しばらくすると啓一郎さんは「膝枕ありがとう」と言って体を起こした。
「それじゃあ寝ようか。紗雪、こっちおいで」
そう言って自身の掛け布団をめぐり、隣をトントンと叩く。私は四つん這いの姿勢でそこへ移動し、もぞもぞと隣へと潜り込んだ。

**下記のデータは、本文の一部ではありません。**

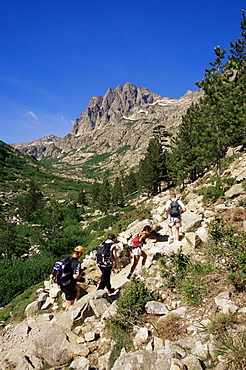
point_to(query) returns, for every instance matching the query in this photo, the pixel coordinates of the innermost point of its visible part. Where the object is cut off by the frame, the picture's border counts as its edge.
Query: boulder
(190, 221)
(141, 337)
(52, 344)
(144, 360)
(234, 191)
(80, 363)
(202, 233)
(99, 306)
(156, 308)
(32, 308)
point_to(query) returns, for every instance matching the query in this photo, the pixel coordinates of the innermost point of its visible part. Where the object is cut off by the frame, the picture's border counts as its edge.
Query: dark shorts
(70, 291)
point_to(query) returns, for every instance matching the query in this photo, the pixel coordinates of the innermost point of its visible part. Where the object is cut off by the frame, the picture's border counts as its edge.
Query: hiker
(70, 289)
(137, 243)
(107, 258)
(174, 208)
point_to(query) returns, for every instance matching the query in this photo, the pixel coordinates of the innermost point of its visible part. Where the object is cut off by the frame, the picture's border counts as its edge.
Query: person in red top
(138, 240)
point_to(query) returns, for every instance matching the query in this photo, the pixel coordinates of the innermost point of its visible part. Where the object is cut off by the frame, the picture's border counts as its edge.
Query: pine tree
(104, 198)
(31, 203)
(237, 64)
(152, 169)
(82, 198)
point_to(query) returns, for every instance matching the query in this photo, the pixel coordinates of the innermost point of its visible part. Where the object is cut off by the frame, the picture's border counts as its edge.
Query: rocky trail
(174, 337)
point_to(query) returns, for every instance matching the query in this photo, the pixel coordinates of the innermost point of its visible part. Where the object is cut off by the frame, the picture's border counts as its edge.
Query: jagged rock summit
(118, 125)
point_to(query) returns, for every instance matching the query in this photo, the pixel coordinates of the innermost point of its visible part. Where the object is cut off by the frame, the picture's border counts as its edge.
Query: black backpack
(62, 272)
(103, 254)
(174, 209)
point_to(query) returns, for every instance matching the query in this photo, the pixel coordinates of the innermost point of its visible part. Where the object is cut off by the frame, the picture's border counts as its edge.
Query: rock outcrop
(174, 337)
(118, 125)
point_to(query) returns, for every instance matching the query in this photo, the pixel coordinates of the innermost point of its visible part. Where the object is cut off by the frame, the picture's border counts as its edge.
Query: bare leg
(144, 255)
(170, 231)
(135, 262)
(176, 233)
(69, 304)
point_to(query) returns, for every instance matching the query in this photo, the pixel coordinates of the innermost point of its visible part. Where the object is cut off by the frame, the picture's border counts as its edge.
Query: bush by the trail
(17, 275)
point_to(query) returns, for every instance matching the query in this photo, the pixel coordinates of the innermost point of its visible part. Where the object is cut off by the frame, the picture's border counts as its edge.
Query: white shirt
(168, 204)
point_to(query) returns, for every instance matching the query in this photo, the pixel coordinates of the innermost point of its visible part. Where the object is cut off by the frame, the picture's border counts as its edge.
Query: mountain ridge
(118, 124)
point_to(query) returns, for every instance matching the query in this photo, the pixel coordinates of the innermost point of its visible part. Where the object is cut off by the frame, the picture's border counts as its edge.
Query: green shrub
(189, 279)
(130, 312)
(233, 348)
(228, 249)
(17, 275)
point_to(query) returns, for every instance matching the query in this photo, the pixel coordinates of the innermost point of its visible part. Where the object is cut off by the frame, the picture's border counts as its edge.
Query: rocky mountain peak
(112, 107)
(118, 124)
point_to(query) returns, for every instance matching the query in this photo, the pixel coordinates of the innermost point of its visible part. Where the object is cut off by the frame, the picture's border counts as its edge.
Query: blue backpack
(103, 254)
(174, 209)
(62, 273)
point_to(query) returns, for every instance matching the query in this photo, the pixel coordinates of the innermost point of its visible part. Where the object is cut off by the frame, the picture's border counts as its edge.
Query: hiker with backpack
(106, 258)
(66, 273)
(174, 208)
(137, 242)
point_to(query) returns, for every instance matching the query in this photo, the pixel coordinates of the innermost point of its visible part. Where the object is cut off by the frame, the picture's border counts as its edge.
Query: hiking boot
(170, 239)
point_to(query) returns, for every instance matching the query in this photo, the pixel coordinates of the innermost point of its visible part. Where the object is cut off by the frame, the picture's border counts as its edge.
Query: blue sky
(57, 54)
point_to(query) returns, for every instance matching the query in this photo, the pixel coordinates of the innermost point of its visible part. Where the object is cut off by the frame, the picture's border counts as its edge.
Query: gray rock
(156, 308)
(190, 221)
(144, 360)
(99, 306)
(52, 344)
(234, 191)
(32, 308)
(80, 363)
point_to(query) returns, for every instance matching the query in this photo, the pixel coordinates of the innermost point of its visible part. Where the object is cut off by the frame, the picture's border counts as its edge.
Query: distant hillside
(17, 169)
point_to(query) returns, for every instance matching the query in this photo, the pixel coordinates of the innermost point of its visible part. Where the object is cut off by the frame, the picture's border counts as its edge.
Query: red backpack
(134, 240)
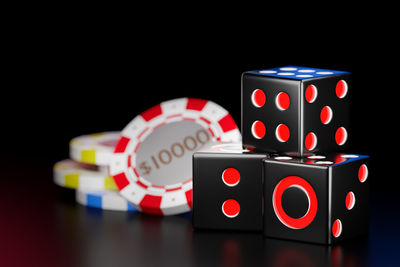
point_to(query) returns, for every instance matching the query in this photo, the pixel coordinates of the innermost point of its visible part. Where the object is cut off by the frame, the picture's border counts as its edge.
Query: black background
(68, 79)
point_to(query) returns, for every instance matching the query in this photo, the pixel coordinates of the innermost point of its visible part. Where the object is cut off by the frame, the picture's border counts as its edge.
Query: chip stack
(87, 172)
(148, 165)
(292, 177)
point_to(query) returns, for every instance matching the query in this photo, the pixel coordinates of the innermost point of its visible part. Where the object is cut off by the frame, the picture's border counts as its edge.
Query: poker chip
(105, 200)
(152, 161)
(71, 174)
(94, 148)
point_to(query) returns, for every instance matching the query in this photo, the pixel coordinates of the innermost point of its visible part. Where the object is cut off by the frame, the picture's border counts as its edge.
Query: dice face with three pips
(295, 110)
(227, 188)
(319, 199)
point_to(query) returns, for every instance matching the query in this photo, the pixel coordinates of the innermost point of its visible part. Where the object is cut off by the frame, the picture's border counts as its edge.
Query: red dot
(231, 177)
(258, 98)
(341, 136)
(326, 115)
(282, 101)
(311, 93)
(311, 141)
(230, 208)
(337, 228)
(341, 89)
(282, 133)
(258, 129)
(363, 173)
(350, 200)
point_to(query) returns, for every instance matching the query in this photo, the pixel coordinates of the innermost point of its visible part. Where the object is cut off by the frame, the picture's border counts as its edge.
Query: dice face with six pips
(295, 110)
(319, 199)
(227, 188)
(290, 178)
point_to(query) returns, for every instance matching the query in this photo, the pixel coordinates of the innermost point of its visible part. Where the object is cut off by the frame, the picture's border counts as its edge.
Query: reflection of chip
(105, 200)
(164, 193)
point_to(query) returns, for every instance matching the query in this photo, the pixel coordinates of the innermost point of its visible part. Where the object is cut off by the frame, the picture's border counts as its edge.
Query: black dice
(316, 198)
(295, 110)
(227, 188)
(278, 180)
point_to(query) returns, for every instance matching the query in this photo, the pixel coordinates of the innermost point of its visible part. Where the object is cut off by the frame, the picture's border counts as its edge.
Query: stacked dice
(291, 177)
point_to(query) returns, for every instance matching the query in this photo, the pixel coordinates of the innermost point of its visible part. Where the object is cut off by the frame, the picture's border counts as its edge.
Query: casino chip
(106, 200)
(93, 148)
(152, 161)
(72, 174)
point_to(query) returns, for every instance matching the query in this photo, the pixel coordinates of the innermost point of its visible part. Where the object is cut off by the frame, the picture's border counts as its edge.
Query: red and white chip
(152, 161)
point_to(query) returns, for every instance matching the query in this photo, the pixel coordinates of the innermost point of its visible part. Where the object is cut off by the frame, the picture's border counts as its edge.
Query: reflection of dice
(316, 199)
(295, 110)
(227, 188)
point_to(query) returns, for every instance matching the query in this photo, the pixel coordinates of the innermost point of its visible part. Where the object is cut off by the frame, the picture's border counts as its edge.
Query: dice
(295, 110)
(319, 199)
(227, 188)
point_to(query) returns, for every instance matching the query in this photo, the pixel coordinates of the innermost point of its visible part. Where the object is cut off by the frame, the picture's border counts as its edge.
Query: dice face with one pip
(227, 188)
(295, 110)
(319, 199)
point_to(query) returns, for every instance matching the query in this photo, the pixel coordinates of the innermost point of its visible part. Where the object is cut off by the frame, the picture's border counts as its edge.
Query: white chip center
(165, 156)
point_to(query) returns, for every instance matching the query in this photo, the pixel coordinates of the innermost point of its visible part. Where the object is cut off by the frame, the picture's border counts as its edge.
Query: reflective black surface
(41, 225)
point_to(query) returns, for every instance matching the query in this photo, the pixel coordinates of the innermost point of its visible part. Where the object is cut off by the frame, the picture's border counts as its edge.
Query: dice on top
(227, 188)
(295, 110)
(319, 199)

啓一郎さんの温もりを感じ、ここが一番安心するなと感じる。けれど。
それと同時に罪悪感が込み上げてきた。
私は本当に何もしなくてもいいのかと。
こくりと唾を飲む。
行動に移すのには勇気が必要だった。
私は胸にある勇気を全てかき集めて────。
胸元に埋めていた顔を上げ、啓一郎さんに向かって問いかけた。
「私、啓一郎さんに何もしてあげられてないよね? いつもだって一緒に眠るだけで。だから────」
浴衣を手にかけようとする。妻として、役割を果たすべきだと思った。
けれどそれは途中で止められた。そして啓一郎さんは私の頭を撫でる。
「無理しなくてもいい。大丈夫。俺は紗雪の気持ちがついてくるまでいつまでも待つから」
不安な気持ちはお見通しだったのだろう。
だけど、私は不安なだけではなかった。
啓一郎さんにもっと触れてみたい。
その温もりを直接感じたみたい。
そう思う心も確かにあったのだ。
だけれど啓一郎さんはやんわりと拒絶する。
それに少し落ち込みかけたが、頭を撫でる優しい手は私の睡魔を呼び起こし────。
いつのまにか眠りについていた。